The research, published online Friday by the journal Environmental Health Perspectives, was conducted in 14 Wisconsin communities by Mark Borchardt and Susan K. Spencer, microbiologists with the Marshfield Clinic Research Foundation. Both Borchardt and Spencer now work at the U.S. Department of Agriculture's Agricultural Research Service in Marshfield.
The two-year study was among the first to closely link the presence of viruses in tap water to sickness in people drinking that water. The evidence in the study was so powerful that it resulted, even before its formal publication, in a state law in Wisconsin that required treatment of all municipal drinking water systems in the state.

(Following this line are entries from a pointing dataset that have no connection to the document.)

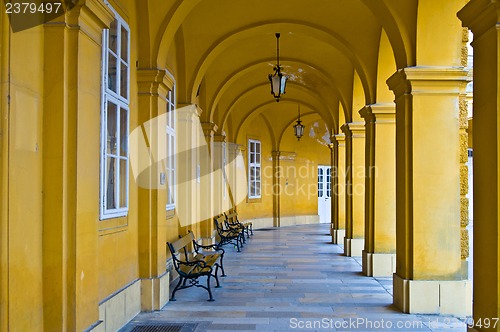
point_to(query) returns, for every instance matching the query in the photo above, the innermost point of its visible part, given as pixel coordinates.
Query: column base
(378, 265)
(443, 297)
(353, 247)
(338, 236)
(155, 292)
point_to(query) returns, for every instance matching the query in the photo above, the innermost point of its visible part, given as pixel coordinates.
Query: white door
(324, 194)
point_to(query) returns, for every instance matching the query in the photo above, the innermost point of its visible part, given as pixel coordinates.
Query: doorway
(324, 194)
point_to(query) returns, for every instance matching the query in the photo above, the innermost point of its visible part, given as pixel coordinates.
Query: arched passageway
(293, 278)
(129, 123)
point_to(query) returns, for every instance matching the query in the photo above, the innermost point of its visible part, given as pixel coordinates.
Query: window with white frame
(254, 166)
(171, 150)
(114, 171)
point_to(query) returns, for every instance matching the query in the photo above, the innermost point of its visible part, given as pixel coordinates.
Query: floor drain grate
(163, 328)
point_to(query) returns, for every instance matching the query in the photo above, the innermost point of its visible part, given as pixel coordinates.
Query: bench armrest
(210, 246)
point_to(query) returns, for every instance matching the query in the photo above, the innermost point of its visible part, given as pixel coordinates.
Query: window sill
(254, 200)
(113, 225)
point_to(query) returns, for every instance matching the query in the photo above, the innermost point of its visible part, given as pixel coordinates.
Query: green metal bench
(233, 222)
(205, 261)
(228, 235)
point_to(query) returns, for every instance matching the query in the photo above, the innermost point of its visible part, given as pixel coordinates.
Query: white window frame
(171, 146)
(122, 104)
(256, 166)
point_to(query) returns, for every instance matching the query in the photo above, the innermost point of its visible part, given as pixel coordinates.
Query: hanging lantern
(278, 80)
(298, 128)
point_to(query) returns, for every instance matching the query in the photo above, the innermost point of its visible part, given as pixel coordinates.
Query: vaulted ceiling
(337, 53)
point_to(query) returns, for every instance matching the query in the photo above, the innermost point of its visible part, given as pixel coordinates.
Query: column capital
(209, 129)
(187, 113)
(338, 137)
(381, 113)
(480, 16)
(152, 80)
(354, 129)
(429, 80)
(283, 155)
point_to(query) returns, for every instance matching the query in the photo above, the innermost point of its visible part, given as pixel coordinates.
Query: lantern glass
(283, 83)
(276, 84)
(299, 129)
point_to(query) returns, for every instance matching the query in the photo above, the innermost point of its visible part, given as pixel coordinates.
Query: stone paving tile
(289, 279)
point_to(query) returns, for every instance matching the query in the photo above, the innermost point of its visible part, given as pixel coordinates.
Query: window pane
(111, 129)
(110, 183)
(123, 132)
(124, 44)
(112, 72)
(123, 182)
(113, 37)
(124, 80)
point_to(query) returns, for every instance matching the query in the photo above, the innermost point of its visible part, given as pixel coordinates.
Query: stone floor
(290, 279)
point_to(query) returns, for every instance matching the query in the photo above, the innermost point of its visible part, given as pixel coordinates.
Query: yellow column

That law was rescinded by the Republican-controlled state Legislature a year ago. State Rep. Erik Severson, R-Star Prairie, sponsored an amendment that removed the requirement, arguing that the rule was an unnecessary financial and bureaucratic burden on communities with already strong water standards.
At least 60 communities in Wisconsin do not treat drinking water with chlorine or ultraviolet light, both of which kill the contaminants, according to the DNR. The study found the source of viruses contaminating drinking water was likely wastewater coming from leaking sanitary sewers.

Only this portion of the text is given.